The options are endless here as Radical Cooks offers both weekly cooking class sessions for kids over the age of 7 as well as one-time classes centered around a specific ingredient or dish. Maybe your little food explorer wants to combine their love of cooking with more of a geographical angle? Check out Radical Cook’s “Pots, Pans & Passports” series, where each week they “visit” a different country, learn about its cultural dishes and then re-create their own versions sampling tastes and flavors from around the world. For those not ready to commit to an 8-week session, there are stand-alone classes such as “The Great International Christmas Cookie Bake-off” or “Penchant for Pies.” Here your bite-sized bakers will spend 2 hours creating (and tasting) a variety of cultural delicacies all while practicing great kitchen techniques (and might even bring some samples home for the rest of the family to enjoy).
Ingredient List: Class sessions are $120/6 weeks, $140/8 weeks or $240/11 weeks. Single cooking class prices are around $65 per 2-hour class. Birthday parties (or other special events) are generally $60/per child but best to call the company to discuss prices/party options. Dietary restrictions are also easily accommodated so let your gluten/dairy/nut-free guard down and enjoy.
6375 North Figueroa
Sur La Table
Classy cookware might be what they are known for selling but Sur La Table (in keeping with its literal translation of “on the table”) offers kids cooking classes once or twice a month at many of their Los Angeles locations. Kids ages 8–12 will learn to create three different dishes (revolving around one specific theme) within the span of 2 hours and that usually stirs up an appreciation for the culinary arts in even the pickiest of eaters. Their philosophy when it comes to young cooks is all about inspiring confidence in the kitchen and it certainly shows with the thoughtful approach of folding the most basic techniques (knife skills, measuring and overall kitchen safety) into every class offered.

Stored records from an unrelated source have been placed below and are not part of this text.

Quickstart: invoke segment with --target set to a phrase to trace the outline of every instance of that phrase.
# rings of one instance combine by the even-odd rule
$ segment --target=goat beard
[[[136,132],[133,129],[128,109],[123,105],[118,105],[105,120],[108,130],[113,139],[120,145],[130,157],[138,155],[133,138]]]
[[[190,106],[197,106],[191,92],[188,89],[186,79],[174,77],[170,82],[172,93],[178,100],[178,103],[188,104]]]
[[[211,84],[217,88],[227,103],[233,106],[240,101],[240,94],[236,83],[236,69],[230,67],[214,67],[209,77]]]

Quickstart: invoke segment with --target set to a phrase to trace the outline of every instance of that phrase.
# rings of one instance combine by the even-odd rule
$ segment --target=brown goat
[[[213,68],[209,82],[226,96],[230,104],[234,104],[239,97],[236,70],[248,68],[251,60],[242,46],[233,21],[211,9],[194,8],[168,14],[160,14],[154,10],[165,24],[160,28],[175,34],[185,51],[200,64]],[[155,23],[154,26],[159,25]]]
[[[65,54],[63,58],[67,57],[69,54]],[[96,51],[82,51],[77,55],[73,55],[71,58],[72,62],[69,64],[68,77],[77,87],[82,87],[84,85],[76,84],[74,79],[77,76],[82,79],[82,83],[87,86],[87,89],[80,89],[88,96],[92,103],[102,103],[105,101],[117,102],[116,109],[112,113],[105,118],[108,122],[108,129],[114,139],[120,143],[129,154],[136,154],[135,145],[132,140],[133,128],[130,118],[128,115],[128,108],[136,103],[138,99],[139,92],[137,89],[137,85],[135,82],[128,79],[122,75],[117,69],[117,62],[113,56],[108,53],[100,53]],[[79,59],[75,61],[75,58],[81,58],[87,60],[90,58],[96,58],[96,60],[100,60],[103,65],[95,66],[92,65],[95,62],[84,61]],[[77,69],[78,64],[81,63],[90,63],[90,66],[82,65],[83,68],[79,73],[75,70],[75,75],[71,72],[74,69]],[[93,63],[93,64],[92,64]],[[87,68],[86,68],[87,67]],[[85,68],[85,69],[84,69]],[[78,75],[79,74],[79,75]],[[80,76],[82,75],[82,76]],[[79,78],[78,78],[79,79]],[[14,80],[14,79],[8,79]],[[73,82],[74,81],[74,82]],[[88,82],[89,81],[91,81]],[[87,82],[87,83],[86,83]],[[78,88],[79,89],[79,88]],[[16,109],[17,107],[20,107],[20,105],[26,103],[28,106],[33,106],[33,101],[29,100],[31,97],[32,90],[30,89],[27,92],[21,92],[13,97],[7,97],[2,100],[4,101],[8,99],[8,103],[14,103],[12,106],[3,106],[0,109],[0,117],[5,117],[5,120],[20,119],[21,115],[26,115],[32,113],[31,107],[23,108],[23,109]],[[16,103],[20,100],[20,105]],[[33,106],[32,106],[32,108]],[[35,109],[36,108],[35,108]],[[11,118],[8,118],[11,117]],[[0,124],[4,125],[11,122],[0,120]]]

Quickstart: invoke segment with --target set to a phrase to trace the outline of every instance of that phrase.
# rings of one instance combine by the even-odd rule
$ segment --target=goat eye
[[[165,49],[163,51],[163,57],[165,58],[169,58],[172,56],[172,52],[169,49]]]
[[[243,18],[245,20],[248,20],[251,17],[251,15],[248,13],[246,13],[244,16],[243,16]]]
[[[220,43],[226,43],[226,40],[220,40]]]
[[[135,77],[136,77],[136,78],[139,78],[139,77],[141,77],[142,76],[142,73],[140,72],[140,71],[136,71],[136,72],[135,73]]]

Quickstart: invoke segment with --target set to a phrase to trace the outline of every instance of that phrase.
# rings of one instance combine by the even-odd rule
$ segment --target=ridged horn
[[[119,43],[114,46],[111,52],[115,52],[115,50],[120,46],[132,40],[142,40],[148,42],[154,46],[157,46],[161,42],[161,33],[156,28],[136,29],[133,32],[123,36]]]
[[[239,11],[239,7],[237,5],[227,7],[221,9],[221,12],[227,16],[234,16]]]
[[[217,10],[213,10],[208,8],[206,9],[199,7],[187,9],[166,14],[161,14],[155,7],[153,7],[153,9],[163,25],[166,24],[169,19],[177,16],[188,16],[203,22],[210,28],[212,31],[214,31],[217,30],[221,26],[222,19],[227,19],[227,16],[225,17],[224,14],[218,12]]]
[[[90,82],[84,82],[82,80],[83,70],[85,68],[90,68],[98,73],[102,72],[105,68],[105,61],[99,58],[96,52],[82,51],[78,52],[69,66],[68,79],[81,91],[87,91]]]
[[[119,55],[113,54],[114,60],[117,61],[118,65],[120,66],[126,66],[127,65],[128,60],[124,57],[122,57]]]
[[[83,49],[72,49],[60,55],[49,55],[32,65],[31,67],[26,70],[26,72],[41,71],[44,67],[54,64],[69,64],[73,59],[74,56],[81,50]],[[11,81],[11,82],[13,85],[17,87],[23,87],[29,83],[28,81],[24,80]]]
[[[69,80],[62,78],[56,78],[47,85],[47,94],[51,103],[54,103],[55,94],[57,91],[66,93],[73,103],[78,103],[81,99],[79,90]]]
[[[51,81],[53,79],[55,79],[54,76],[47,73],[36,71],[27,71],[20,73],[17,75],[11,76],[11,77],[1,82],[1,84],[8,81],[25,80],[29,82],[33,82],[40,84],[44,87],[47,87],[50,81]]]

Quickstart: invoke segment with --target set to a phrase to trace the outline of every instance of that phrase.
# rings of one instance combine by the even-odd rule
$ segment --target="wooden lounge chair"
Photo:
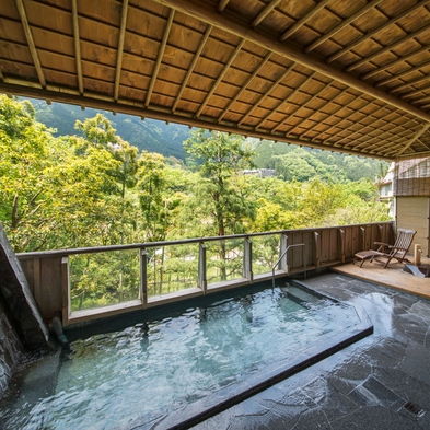
[[[375,242],[375,245],[377,245],[379,248],[376,251],[369,249],[357,253],[355,255],[353,264],[360,262],[360,267],[362,267],[363,263],[369,259],[370,263],[373,260],[382,263],[385,268],[393,258],[397,259],[398,263],[403,263],[404,260],[408,262],[406,253],[409,251],[416,234],[417,232],[415,230],[398,229],[397,240],[394,245],[390,245],[384,242]],[[386,258],[386,262],[381,260],[381,258]]]

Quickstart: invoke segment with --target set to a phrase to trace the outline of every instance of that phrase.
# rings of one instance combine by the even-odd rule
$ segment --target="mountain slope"
[[[185,159],[183,141],[188,138],[187,126],[178,124],[165,124],[155,119],[141,120],[139,117],[117,114],[112,112],[85,108],[79,106],[53,103],[48,105],[44,101],[30,98],[36,111],[36,119],[47,127],[55,128],[55,136],[80,135],[74,129],[77,120],[85,120],[102,113],[114,126],[124,140],[150,152],[159,152],[165,156]]]

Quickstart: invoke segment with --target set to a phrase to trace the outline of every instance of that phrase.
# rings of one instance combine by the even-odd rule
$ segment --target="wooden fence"
[[[221,237],[200,237],[172,242],[138,243],[91,248],[59,249],[37,253],[18,254],[28,284],[40,309],[45,321],[49,322],[54,314],[61,311],[63,325],[74,324],[88,319],[146,309],[162,303],[183,300],[193,295],[202,295],[219,289],[234,288],[257,281],[268,280],[272,271],[253,274],[253,242],[265,236],[277,236],[278,248],[275,260],[286,254],[275,268],[275,276],[281,277],[309,270],[322,269],[334,265],[351,262],[353,255],[363,249],[374,248],[374,242],[394,242],[393,222],[372,224],[356,224],[330,226],[324,229],[283,230],[276,232],[239,234]],[[240,240],[243,243],[241,258],[243,258],[242,275],[228,281],[210,283],[207,280],[206,246],[216,241]],[[149,295],[148,293],[148,252],[151,248],[178,247],[181,245],[198,246],[198,275],[195,284],[183,291]],[[303,246],[291,246],[303,244]],[[289,247],[288,252],[286,252]],[[139,294],[135,300],[73,311],[70,299],[69,259],[72,256],[97,253],[125,252],[136,249],[140,255]]]

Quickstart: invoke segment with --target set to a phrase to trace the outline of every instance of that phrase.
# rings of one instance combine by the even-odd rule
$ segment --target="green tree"
[[[46,172],[54,144],[30,102],[0,95],[0,216],[15,252],[40,249],[51,234],[54,193]]]
[[[188,200],[188,226],[197,226],[194,231],[199,235],[224,236],[246,231],[255,216],[255,205],[247,198],[241,172],[253,166],[251,148],[244,148],[242,137],[204,129],[194,130],[184,148],[200,175]],[[220,241],[217,264],[223,280],[228,278],[228,253],[225,241]]]

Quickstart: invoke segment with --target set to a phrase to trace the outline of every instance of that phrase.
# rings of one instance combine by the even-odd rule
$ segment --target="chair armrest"
[[[381,252],[381,249],[384,249],[386,247],[390,248],[390,246],[391,246],[390,243],[385,243],[385,242],[375,242],[374,244],[379,245],[377,246],[379,252]]]

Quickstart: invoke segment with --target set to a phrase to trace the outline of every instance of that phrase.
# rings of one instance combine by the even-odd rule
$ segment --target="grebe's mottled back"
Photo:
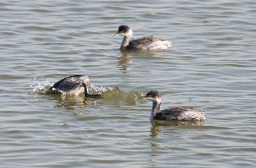
[[[120,46],[122,50],[167,50],[172,47],[170,41],[161,38],[146,36],[131,39],[132,31],[125,25],[119,26],[116,35],[124,36]]]
[[[84,96],[86,97],[102,98],[99,94],[88,94],[88,88],[90,87],[90,79],[86,76],[73,75],[57,81],[49,90],[68,92],[70,94],[75,94],[76,95],[84,92]]]
[[[152,90],[146,95],[147,100],[153,102],[150,119],[161,120],[204,121],[204,112],[193,108],[172,107],[160,110],[162,101],[158,91]]]

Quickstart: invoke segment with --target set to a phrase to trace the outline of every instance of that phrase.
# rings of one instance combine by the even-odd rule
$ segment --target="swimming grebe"
[[[116,35],[124,36],[120,46],[122,50],[157,50],[172,47],[170,41],[161,38],[146,36],[131,40],[132,31],[128,25],[119,26],[118,31],[114,36]]]
[[[73,75],[57,81],[49,90],[68,92],[76,95],[84,92],[84,97],[86,97],[102,98],[100,94],[88,94],[88,87],[90,87],[90,79],[87,76]]]
[[[171,107],[160,110],[162,98],[158,91],[152,90],[146,95],[146,99],[153,102],[150,119],[161,120],[204,121],[203,111],[193,108]]]

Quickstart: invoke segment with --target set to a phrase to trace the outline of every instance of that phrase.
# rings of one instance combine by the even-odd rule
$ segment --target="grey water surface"
[[[254,0],[1,1],[0,167],[255,167],[255,45]],[[73,74],[104,98],[47,94]],[[150,122],[151,90],[205,121]]]

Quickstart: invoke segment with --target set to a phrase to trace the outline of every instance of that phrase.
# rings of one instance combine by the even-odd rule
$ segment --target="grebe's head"
[[[146,99],[153,102],[161,103],[162,101],[162,97],[157,90],[151,90],[146,95]]]
[[[132,29],[126,25],[121,25],[119,26],[118,31],[114,36],[128,36],[132,35]]]

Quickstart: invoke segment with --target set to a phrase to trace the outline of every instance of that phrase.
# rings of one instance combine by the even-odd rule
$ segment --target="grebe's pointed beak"
[[[119,35],[119,32],[116,32],[116,34],[115,34],[114,35],[113,35],[113,36],[116,36],[117,35]]]

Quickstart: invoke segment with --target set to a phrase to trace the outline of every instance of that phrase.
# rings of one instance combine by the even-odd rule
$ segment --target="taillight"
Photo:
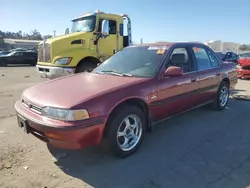
[[[236,65],[237,69],[242,69],[242,66],[240,64]]]

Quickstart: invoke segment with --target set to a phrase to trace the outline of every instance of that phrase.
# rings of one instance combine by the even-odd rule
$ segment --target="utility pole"
[[[143,43],[143,40],[142,40],[142,38],[141,38],[141,42],[140,42],[141,44]]]

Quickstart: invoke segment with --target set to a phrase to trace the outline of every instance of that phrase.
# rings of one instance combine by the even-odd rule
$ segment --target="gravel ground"
[[[17,126],[14,102],[44,81],[34,67],[0,67],[0,187],[245,188],[250,185],[250,84],[239,80],[228,108],[200,108],[157,125],[120,160],[100,146],[48,147]]]

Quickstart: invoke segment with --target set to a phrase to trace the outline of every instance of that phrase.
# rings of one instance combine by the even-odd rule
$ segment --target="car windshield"
[[[10,52],[10,53],[6,54],[6,56],[13,56],[15,53],[16,53],[15,51],[14,52]]]
[[[104,61],[93,72],[149,78],[156,73],[165,51],[164,46],[127,47]]]
[[[250,53],[243,53],[239,55],[240,58],[250,58]]]
[[[73,21],[71,33],[92,32],[95,29],[96,16],[88,16]]]

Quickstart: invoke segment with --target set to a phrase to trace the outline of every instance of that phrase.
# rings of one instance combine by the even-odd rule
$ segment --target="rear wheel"
[[[91,72],[94,68],[96,68],[96,63],[92,61],[82,61],[77,67],[75,73],[81,72]]]
[[[145,115],[139,108],[124,106],[107,125],[109,149],[118,157],[130,156],[144,138],[145,125]]]
[[[226,108],[229,99],[229,84],[225,81],[221,82],[216,94],[213,108],[215,110],[223,110]]]

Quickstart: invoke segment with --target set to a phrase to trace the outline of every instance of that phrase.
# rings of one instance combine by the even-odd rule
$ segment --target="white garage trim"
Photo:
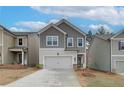
[[[53,51],[53,50],[58,50],[58,51],[64,51],[64,48],[40,48],[42,51]]]
[[[124,55],[112,55],[112,57],[113,57],[113,56],[122,56],[122,57],[124,57]]]
[[[43,56],[43,68],[45,66],[45,57],[57,57],[56,55],[45,55]],[[73,68],[73,60],[74,60],[74,56],[71,55],[59,55],[58,57],[72,57],[72,68]],[[76,60],[77,63],[77,60]]]
[[[116,62],[118,62],[118,61],[124,61],[124,60],[113,60],[113,66],[114,66],[113,68],[116,69],[116,67],[117,67],[117,66],[116,66]]]
[[[124,60],[114,60],[114,68],[116,69],[116,73],[118,73],[117,72],[117,62],[124,62]],[[118,73],[118,74],[122,74],[122,73]]]

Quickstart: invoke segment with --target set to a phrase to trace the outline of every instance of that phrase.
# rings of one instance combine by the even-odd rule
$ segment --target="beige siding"
[[[103,71],[110,71],[110,41],[95,38],[88,53],[88,66]]]
[[[79,50],[78,52],[85,52],[85,36],[82,35],[81,33],[79,33],[78,31],[76,31],[75,29],[73,29],[72,27],[70,27],[69,25],[62,23],[60,25],[58,25],[59,28],[61,28],[62,30],[64,30],[67,34],[68,37],[73,37],[74,40],[74,47],[69,47],[68,49],[76,49]],[[77,38],[84,38],[84,47],[77,47]]]
[[[58,36],[58,46],[46,46],[46,36]],[[64,48],[64,34],[51,27],[40,34],[40,48]]]
[[[28,64],[39,63],[39,38],[37,34],[28,35]]]
[[[14,46],[14,38],[8,33],[4,32],[3,36],[3,62],[4,64],[13,62],[13,53],[8,50],[9,47]]]

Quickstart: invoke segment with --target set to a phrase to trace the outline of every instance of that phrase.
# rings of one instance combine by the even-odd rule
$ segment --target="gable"
[[[65,31],[68,35],[77,35],[79,37],[85,36],[64,22],[59,24],[58,27]]]
[[[79,29],[78,27],[76,27],[75,25],[73,25],[72,23],[70,23],[69,21],[62,19],[59,22],[56,23],[56,25],[60,28],[61,24],[65,24],[66,26],[70,27],[71,29],[75,30],[76,32],[82,34],[82,35],[86,35],[86,33],[84,33],[83,31],[81,31],[81,29]],[[61,28],[62,29],[62,28]]]
[[[117,36],[115,36],[114,38],[124,38],[124,31],[118,34]]]
[[[63,33],[63,34],[66,34],[66,32],[64,32],[62,29],[58,28],[56,25],[54,25],[53,23],[47,25],[46,27],[44,27],[43,29],[41,29],[38,34],[42,34],[43,32],[47,31],[48,29],[50,28],[54,28],[56,29],[56,31],[60,32],[60,33]]]

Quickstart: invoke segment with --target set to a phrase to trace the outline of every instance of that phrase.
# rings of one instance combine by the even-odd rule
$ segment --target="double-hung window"
[[[22,38],[19,38],[19,39],[18,39],[18,45],[19,45],[19,46],[22,46],[22,44],[23,44],[23,43],[22,43]]]
[[[46,46],[58,46],[58,36],[46,36]]]
[[[73,38],[72,37],[67,38],[67,47],[73,47]]]
[[[77,47],[84,46],[84,38],[77,38]]]
[[[124,40],[119,41],[119,50],[124,50]]]

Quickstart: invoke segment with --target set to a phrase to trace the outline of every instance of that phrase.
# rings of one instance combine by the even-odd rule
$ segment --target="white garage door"
[[[72,57],[45,56],[44,64],[46,69],[72,69]]]
[[[118,73],[124,73],[124,61],[116,61],[116,71]]]

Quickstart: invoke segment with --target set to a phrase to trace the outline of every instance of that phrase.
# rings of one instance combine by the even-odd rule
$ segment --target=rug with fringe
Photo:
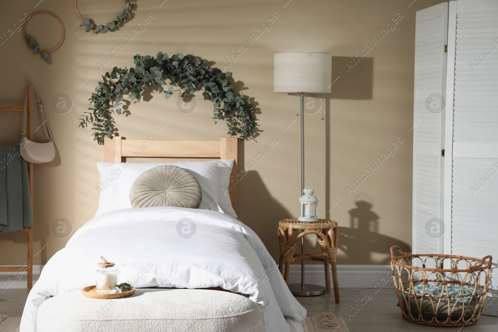
[[[346,323],[330,311],[306,317],[305,332],[349,332]]]

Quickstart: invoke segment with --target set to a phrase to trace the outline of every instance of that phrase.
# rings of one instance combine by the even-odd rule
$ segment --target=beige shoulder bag
[[[21,150],[21,156],[26,161],[34,164],[43,164],[51,161],[55,157],[55,148],[52,140],[50,129],[48,127],[48,124],[47,122],[47,120],[45,118],[45,115],[43,114],[42,103],[38,98],[38,94],[36,93],[36,89],[33,88],[33,90],[34,90],[34,94],[36,97],[38,110],[40,112],[40,118],[42,121],[40,126],[43,128],[43,133],[45,134],[45,138],[47,139],[47,142],[46,143],[36,143],[29,140],[26,136],[26,126],[27,120],[26,106],[28,101],[27,93],[26,92],[22,115],[22,135],[21,136],[21,142],[19,144],[19,146]]]

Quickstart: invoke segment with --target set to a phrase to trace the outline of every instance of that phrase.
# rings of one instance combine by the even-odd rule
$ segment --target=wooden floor
[[[351,332],[383,331],[388,332],[459,332],[460,328],[445,328],[426,327],[406,322],[401,318],[399,308],[396,306],[397,299],[394,290],[382,289],[375,293],[370,288],[341,288],[341,303],[337,304],[334,293],[310,297],[297,297],[298,301],[311,316],[330,310],[342,317]],[[356,313],[351,308],[357,304],[365,303],[365,295],[372,298],[367,304],[359,304]],[[28,293],[25,289],[7,289],[0,295],[0,314],[11,317],[22,315]],[[357,302],[358,301],[358,302]],[[462,328],[462,332],[480,331],[497,332],[497,317],[481,315],[474,325]]]
[[[401,311],[396,305],[397,298],[392,288],[383,288],[376,293],[370,288],[340,288],[341,303],[339,304],[335,303],[332,290],[333,293],[330,294],[296,298],[308,311],[308,317],[330,310],[344,320],[351,332],[458,332],[461,329],[427,327],[406,322],[402,318]],[[364,299],[367,294],[372,298],[362,307],[361,304],[365,303],[366,300]],[[355,314],[351,306],[357,304],[359,309],[357,309]],[[462,328],[461,332],[466,331],[497,332],[497,317],[481,315],[477,323]]]

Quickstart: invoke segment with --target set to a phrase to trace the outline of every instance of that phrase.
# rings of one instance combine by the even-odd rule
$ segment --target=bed
[[[246,294],[261,310],[263,331],[303,331],[306,310],[289,291],[257,235],[235,218],[237,140],[106,139],[105,162],[99,163],[99,210],[47,262],[28,296],[20,332],[36,331],[37,310],[46,299],[95,284],[97,263],[103,256],[119,267],[120,282],[137,288],[218,288]],[[124,163],[127,157],[218,159],[217,163],[204,162],[211,165],[205,168],[212,173],[210,163],[217,165],[218,177],[215,187],[211,184],[209,187],[210,193],[203,182],[210,180],[210,176],[203,173],[208,171],[195,169],[200,164],[175,164],[194,170],[191,173],[199,180],[205,208],[202,204],[199,209],[131,208],[127,199],[133,182],[130,174],[138,176],[144,169],[157,166]],[[233,166],[227,169],[227,165]],[[122,171],[115,177],[112,174],[117,172],[112,172],[116,169]],[[220,183],[221,174],[224,175]],[[106,188],[103,179],[109,179]],[[205,198],[217,193],[220,195],[205,208],[210,201],[205,202]],[[184,232],[185,229],[189,232]]]

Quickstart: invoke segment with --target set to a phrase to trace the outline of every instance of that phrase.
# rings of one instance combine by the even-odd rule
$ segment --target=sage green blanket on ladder
[[[16,145],[0,146],[0,232],[32,227],[27,163]]]

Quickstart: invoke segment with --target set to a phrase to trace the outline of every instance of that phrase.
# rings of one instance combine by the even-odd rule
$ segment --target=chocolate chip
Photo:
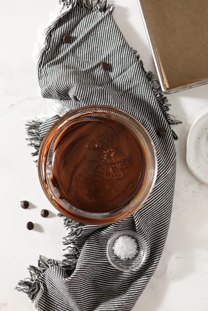
[[[29,206],[29,202],[28,201],[21,201],[20,202],[21,207],[25,209],[27,208]]]
[[[109,69],[109,64],[107,63],[103,63],[101,67],[104,71],[107,71]]]
[[[165,130],[164,128],[158,128],[157,130],[157,134],[158,136],[160,136],[161,137],[163,137],[165,136],[167,132],[167,130]]]
[[[63,41],[65,43],[70,43],[71,42],[71,37],[69,35],[66,35],[63,38]]]
[[[49,212],[47,210],[42,210],[41,212],[41,215],[42,217],[47,217],[49,214]]]
[[[31,221],[29,221],[27,224],[26,227],[28,230],[32,230],[34,228],[34,225]]]

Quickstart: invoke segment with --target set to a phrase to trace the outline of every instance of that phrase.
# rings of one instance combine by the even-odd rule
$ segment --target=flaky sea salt
[[[113,249],[116,256],[121,259],[132,259],[137,253],[137,246],[134,239],[123,235],[116,240]]]

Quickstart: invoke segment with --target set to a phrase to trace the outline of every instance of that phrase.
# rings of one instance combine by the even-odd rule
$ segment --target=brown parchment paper
[[[142,0],[167,88],[208,78],[208,0]]]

Ingredient List: “Kids Cook” classes generally run about $49 for a 2-hour session. For more of a continuous cooking experience, check out their Kids 3-Day Holiday camp in December for $150 ($50/day).
Check your local Sur La Table for their cooking class schedule.
If an outside cooking class isn’t their cup of tea, why not try a cooking club at home (led by Chef Mom or Dad) with your tiny tasters? At a fraction of the cost of a formal stand-alone class (and with a lot less driving around), sign up for a monthly subscription to Raddish and take the anxiety out of cooking with your kids. Each month, your child (age 4 & up) will receive a theme-based kit in the mail containing easy-to-follow illustrated recipe guides, a creative kitchen project, culinary skill cards, a grocery shopping list for the adults and a kitchen tool of their very own to use in whipping up something delicious. The folks behind Raddish Kids have created a way to involve everyone in the meal-making process with the theory that kids will be much more eager to eat a meal they have helped prepare from start to finish (bonus). They have also subtlety packed their yummy recipes with math, science, history, geography and culture lessons your small fries won’t even realize they’re learning (double bonus).
Ingredient List: Raddish Kids kits cost $24/month. Purchase a 6-month subscription and pay $22/month (with a free apron thrown in for your top-chef-in-training). Not interested in a monthly commitment? No problem–Raddish also offers single kits (like Edible Experiments or Ticket to Japan) for purchase.